A group of visual artists has filed a copyright lawsuit against Google in a federal court in California, Reuters reports. The plaintiffs, including photographer Jingna Zhang and cartoonists Sarah Andersen, Hope Larson, and Jessica Fink, assert in their class action suit that Google’s Imagen, an AI-driven image generator, was trained using their copyrighted works without authorization.
What’s happening?
The lawsuit, initiated on Friday, accuses Google of using “billions” of copyrighted images unlawfully to enable Imagen to generate images based on text prompts. This legal action joins a series of significant lawsuits that target major tech entities like Microsoft, OpenAI, and Meta, concerning the use of copyrighted content in training their AI technologies.
“Our AI models are trained primarily on publicly available information on the internet. American law has long supported using public information in new and beneficial ways, and we will refute these claims in court,” Google spokesperson Jose Castaneda stated.
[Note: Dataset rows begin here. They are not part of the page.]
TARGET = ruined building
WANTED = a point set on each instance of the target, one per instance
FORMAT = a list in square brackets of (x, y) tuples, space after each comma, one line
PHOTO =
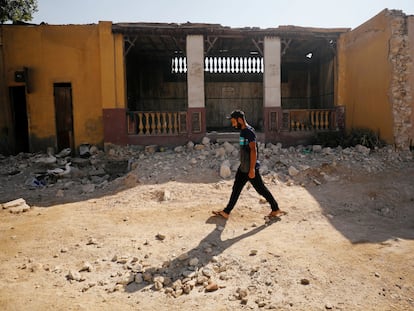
[(145, 83)]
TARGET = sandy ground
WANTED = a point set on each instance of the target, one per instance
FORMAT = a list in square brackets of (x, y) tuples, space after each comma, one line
[(346, 244)]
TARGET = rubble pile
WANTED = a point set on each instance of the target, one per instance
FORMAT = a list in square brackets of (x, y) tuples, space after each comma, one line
[(93, 169)]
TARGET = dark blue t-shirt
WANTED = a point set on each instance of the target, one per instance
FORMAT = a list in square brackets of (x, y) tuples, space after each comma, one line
[(247, 135)]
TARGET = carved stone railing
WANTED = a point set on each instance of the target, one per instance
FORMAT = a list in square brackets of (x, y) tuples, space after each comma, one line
[(156, 122), (309, 120)]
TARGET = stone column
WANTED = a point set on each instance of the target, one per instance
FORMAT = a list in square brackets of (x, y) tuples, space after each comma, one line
[(195, 86), (271, 88)]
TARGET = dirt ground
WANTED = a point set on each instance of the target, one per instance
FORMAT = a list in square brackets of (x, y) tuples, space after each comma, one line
[(152, 244)]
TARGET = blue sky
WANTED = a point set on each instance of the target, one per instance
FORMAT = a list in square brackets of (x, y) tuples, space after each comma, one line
[(233, 13)]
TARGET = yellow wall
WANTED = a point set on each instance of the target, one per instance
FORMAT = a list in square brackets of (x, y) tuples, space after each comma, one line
[(364, 76), (410, 27), (83, 55)]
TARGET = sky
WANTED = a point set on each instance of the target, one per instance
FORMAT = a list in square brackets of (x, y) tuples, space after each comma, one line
[(232, 13)]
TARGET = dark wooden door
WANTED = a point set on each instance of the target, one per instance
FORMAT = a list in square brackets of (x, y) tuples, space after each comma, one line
[(63, 115), (19, 112)]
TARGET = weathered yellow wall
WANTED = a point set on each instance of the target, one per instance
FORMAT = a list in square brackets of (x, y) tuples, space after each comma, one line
[(364, 76), (410, 27), (83, 55)]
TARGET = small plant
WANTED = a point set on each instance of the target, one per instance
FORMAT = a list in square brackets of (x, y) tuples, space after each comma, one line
[(363, 136)]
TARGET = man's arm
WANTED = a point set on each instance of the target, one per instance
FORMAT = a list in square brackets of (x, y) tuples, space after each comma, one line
[(253, 159)]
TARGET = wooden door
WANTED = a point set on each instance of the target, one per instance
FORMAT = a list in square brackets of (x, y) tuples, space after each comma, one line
[(63, 115)]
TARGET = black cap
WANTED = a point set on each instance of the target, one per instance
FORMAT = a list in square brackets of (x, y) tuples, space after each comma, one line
[(236, 114)]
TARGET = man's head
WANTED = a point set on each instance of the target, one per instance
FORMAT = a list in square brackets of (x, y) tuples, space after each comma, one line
[(237, 119)]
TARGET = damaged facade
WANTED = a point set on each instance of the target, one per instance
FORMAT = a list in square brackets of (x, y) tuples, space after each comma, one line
[(140, 83)]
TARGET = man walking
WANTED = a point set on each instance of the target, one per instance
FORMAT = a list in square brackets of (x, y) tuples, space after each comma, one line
[(248, 169)]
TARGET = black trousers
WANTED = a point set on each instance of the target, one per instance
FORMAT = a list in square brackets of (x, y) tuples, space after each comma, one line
[(257, 182)]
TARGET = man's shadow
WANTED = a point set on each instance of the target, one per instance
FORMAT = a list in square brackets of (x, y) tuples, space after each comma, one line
[(179, 268)]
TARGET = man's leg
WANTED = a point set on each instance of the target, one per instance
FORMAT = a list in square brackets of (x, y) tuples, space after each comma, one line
[(261, 188), (239, 181)]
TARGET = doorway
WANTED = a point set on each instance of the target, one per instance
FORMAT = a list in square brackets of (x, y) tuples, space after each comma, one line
[(63, 115), (20, 121)]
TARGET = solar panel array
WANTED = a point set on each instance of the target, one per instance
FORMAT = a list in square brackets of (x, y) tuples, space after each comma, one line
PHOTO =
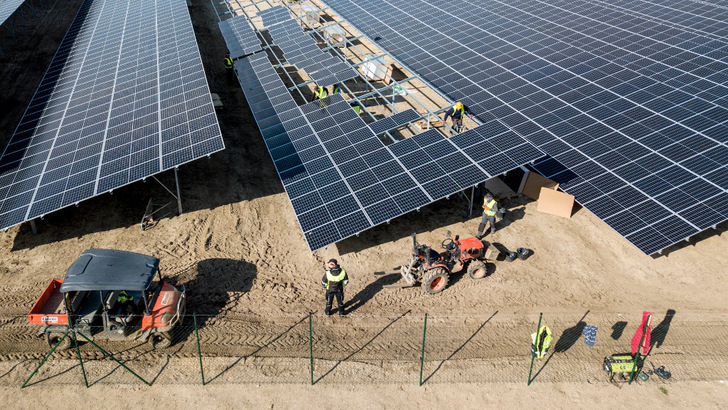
[(301, 50), (341, 179), (394, 121), (239, 36), (8, 7), (125, 97), (628, 98)]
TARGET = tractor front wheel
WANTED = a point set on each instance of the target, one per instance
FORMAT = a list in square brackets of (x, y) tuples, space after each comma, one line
[(477, 270), (53, 338), (160, 340), (435, 280)]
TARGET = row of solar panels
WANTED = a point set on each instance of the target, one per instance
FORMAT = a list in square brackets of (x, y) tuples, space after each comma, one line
[(341, 179), (125, 97), (629, 99)]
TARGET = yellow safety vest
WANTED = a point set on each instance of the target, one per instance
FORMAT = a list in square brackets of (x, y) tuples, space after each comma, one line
[(540, 350), (462, 111), (331, 278), (321, 93), (488, 206), (124, 297)]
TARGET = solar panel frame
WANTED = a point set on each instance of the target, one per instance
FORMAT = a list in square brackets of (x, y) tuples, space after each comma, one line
[(92, 126), (569, 84)]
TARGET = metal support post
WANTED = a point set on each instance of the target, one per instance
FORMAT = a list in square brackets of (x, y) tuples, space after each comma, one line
[(179, 197), (422, 357), (80, 360), (533, 356), (199, 354), (310, 345)]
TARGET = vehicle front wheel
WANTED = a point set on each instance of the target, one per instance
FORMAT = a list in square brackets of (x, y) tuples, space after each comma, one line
[(477, 270), (53, 338), (435, 281), (160, 340)]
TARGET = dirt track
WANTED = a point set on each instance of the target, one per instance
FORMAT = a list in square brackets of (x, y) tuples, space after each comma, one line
[(239, 251)]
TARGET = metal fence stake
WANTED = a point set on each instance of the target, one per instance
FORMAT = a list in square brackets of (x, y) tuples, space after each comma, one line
[(45, 358), (109, 355), (422, 357), (199, 354), (80, 360), (637, 355), (533, 356), (310, 345)]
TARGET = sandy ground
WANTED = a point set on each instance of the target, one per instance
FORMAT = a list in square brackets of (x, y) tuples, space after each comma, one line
[(238, 249)]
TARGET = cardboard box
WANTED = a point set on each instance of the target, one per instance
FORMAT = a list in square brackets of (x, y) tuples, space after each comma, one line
[(534, 183), (555, 202)]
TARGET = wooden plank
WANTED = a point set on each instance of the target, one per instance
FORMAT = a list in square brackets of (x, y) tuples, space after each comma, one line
[(534, 183), (556, 203)]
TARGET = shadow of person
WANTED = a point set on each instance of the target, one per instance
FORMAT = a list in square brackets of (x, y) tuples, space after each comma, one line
[(660, 331), (618, 329), (213, 286), (570, 336), (369, 291)]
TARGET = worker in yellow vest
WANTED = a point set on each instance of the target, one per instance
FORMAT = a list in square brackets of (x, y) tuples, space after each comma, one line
[(490, 208), (540, 343), (320, 93), (334, 281), (229, 64)]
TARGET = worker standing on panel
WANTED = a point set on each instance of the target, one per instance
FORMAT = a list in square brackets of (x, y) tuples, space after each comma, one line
[(229, 64), (490, 208), (457, 112)]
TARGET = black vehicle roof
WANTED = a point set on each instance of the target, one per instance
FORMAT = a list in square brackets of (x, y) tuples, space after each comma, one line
[(109, 269)]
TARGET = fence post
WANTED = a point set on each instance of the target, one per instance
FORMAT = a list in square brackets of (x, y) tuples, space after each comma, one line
[(310, 345), (533, 356), (80, 360), (637, 355), (199, 354), (45, 358), (422, 357)]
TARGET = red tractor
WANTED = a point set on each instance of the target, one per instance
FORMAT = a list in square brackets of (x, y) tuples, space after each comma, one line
[(432, 269), (110, 294)]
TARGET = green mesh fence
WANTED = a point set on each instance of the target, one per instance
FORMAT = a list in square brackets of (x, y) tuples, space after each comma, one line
[(491, 348)]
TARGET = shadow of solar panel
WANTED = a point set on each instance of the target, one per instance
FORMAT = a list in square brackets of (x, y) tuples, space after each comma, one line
[(239, 36), (143, 119)]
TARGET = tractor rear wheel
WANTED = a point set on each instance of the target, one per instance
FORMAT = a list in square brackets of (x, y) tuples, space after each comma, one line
[(160, 340), (477, 270), (435, 280), (54, 337)]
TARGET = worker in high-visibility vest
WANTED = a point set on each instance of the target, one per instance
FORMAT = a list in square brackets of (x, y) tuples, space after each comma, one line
[(457, 112), (229, 64), (490, 208), (320, 93), (540, 343), (334, 281)]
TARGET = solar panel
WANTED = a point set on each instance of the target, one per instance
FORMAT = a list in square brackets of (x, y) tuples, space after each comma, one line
[(339, 177), (239, 36), (394, 121), (125, 97), (628, 98), (8, 7), (301, 50)]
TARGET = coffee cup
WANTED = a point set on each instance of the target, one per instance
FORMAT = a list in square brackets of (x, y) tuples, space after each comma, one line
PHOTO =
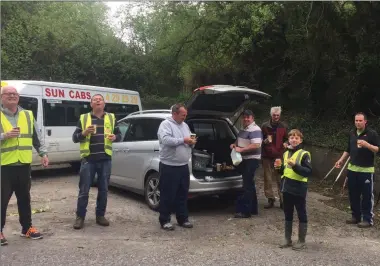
[(277, 164), (358, 144)]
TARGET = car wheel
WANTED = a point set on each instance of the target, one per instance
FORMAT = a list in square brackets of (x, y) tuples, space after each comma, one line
[(228, 197), (152, 191)]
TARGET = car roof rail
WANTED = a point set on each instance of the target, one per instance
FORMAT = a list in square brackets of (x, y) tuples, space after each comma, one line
[(153, 111)]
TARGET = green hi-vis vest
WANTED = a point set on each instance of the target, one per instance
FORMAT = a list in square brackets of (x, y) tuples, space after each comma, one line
[(109, 124), (18, 149), (288, 171)]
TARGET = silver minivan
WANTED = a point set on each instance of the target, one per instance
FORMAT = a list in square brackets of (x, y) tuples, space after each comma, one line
[(135, 163)]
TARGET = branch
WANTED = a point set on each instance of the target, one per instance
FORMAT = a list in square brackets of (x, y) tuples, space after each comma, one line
[(307, 20)]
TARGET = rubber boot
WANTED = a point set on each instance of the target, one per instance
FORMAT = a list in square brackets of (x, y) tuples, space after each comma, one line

Attorneys Joseph Saveri and Matthew Butterick remarked that the case was “another instance of a multi-trillion-dollar tech company choosing to train a commercial AI product on the copyrighted works of others without consent, credit, or compensation.”
Zhang and Andersen are concurrently participating in a related lawsuit against Stability AI, Midjourney, and additional parties, accusing them of similar unauthorized use of their creative works for AI image generator training. The recent filing alleges that Google, like Stability and Midjourney, employed one of the same datasets for training its Imagen system.
The artists have requested the court to award them an unspecified sum in monetary damages and to issue an injunction requiring Google to eliminate any copies of their works it possesses.